You turn on self-driving mode in your car ... oh wait, the subscription for that lapsed. So you stop at the nearest Qwick-E-Mart and call BMW to re-activate self-driving mode. Of course, subscribing to self-driving mode also requires a subscription to cooled seats, which requires a subscription to heated seats. A few minutes later, a message on your car displays a message thank you for your payment. You continue on your journey and now activate self-driving mode. A few minutes later, you see an advertisement on your windshield for a new BMW. Later on, you see an ad for McDonalds with a message telling you that it is along the route you are taking and asking you if you would like to stop by there before you finish your journey.
When you finally make it home, your brand new NS-9 welcomes you. It welcomes you to your home and says that since you didn't stop at McDonalds, it made you a nice meal. Later on while you are eating, your NS-9 tells you about this wonderful new drug it heard about. Since it noticed that it might help with some of your health problems, your NS-9 asks if it would be okay to call your doctor and make an appointment. Before you go to bed, your NS-9 reminds you that your subscription to US Robotics expires in 13 days and that if you want to keep your NS-9 you will have to pay for another year of service soon.
Welcome to our glorious corporate future. Our leaders will be powerless to stop this because their NS-9 is ad-free and permanently paid for and their BMW is ad-free and self-driving mode always activated. This isn't a bribe, it was a "gift" from big corporations' lobbyists to help them win the election.
You forgot the part where your self driving car will change the path it takes to your house to prolong the ride because you have not been exposed to your daily minimum of advertising.
I'm pretty sure that was Musk's actual aim, but given that his team is about as adept at writing code that actually does the job as Microsoft, these days are thankfully still at least a decade away.
"your NS-9 reminds you that your subscription to US Robotics expires in 13 days and that if you want to keep your NS-9 you will have to pay for another year of service soon."
You should be so lucky. Your subscription will automatically renew and charge your debit/credit card unless you cancel your subscription at least 30 day in advance of the expiration date. The problem is that out of 800 web pages, only one has the link to un-subscribe buried in their terms of service which they made unsearchable and didn't use the words you'd expect to find even if you could search for them. If your payment method is no longer valid, you'll get a bill for the non-payment AND the cost of another year of service which won't include the loyal customer discount (so double or triple what you paid last time).

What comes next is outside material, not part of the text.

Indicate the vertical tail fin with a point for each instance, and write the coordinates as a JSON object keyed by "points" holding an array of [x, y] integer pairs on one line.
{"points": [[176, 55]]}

We bought a 65" Sceptre TV when we moved into our current house 2 years ago. It may not be a high-end device, but it works well enough for our needs, and it's dumb as a brick - like a TV screen ought to be. I use it mainly to watch the occasional DVD. While we do have a Roku connected, Pi-Hole does a decent job blocking ads there.
Samsung are legendary at this kind of shenanigans.
The other thing to watch out for is the duration that they will provide updates for. This point in time starts from when Samsung first ever "launched" the device, as in they made a brochure, and expires a set period of time after this. By the time most people will buy such a device this supported time period is likely nearly over.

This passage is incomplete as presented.